Fiction in the Internet Age?

Here’s a little snippet that got me started on this idea:

If you didn’t take the time out of your day to watch that short video, you should go back now! But if not, here’s a synopsis of what Mr. Wallace had to say. He is generally wondering about fiction and its ever evolving state, specifically in relationship to the Information Age. Interestingly, though, the modern world has in some sense moved out of the Information Age into the Internet Age.

Of course, “Internet Age” and “Information Age” are really very little more than arbitrary names that describe general trends of the time. However, the distinction between these two starts to develop more significance when we think of how much the world has changed in the last 75 years, even the last 40. Here Wallace, one of the premier figures in modern fiction, is speaking in 1996, right at the genesis of The Internet Age, and his primary reference point is television. For him growing up, information was transmitted via television. As he points out though, television exceeded its initial utilitarian, information spreading purposes and found itself somewhere in the grey space between what is art and what is not. He muses “I was raised to view television as more or less my main artistic snorkel to the universe, and I think television, which is a commercial art, that’s a lot of fun, that requires very little of the recipient of the art, I think effects what people are looking for in various kinds of art.” dfw

OK, whoa.

The gist of what Wallace is saying isn’t all that new. The Information Age has clearly shaped the way people consume art and related content.

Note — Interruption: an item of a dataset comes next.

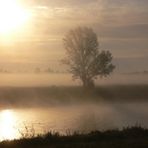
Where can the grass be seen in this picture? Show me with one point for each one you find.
(133, 137)
(53, 95)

This is even apparent at the macro level: TV replaced newspapers, and now Online media is challenging TV. Wallace’s question, though, ends up being more about the state of literature in relationship to these changes than popular media.

In his place as a bestselling, popular fiction writer, Wallace wonders at the way his style has responded to the information age, especially as it relates to the mass consumption mechanism of television. “What’s interesting to me is that the very phenomenon that demographically perhaps cuts into our audience is a big part of what’s going on in the country that I think fiction writers are trying to capture in some way.”

So the programming that is keeping people glued to the television and away from books is what Wallace cites as the inspiration for the density of his work, arguably the feature that makes them most enjoyable.

Fast forward a few years, it is worthwhile to start looking at the type of writing that has become popular since Wallace’s interview, since the Internet Age has really taken hold.

Here’s another clip, this one from another fiction writer, George Saunders, whose collection “Tenth of December” was published in 2013.

 

Ironically, the clip is from Saunder’s visit to Google, that company which by now has come to distinguish itself as the symbol of the Internet’s role in our lives.

After listening to the first few minutes, where he talks about his own cultural touchstones and begins reading from his own story “Escape from Spiderhead,” I can’t help but wonder if “Spiderhead” doesn’t bear some sort of resemblance to a symbolic representation of Google headquarters.

ENGL 340 for me so far has been much more a game of letting technology respond to literature. Here I attempted to begin a discussion of the question on the other side: how has modern fiction been responding to The Internet?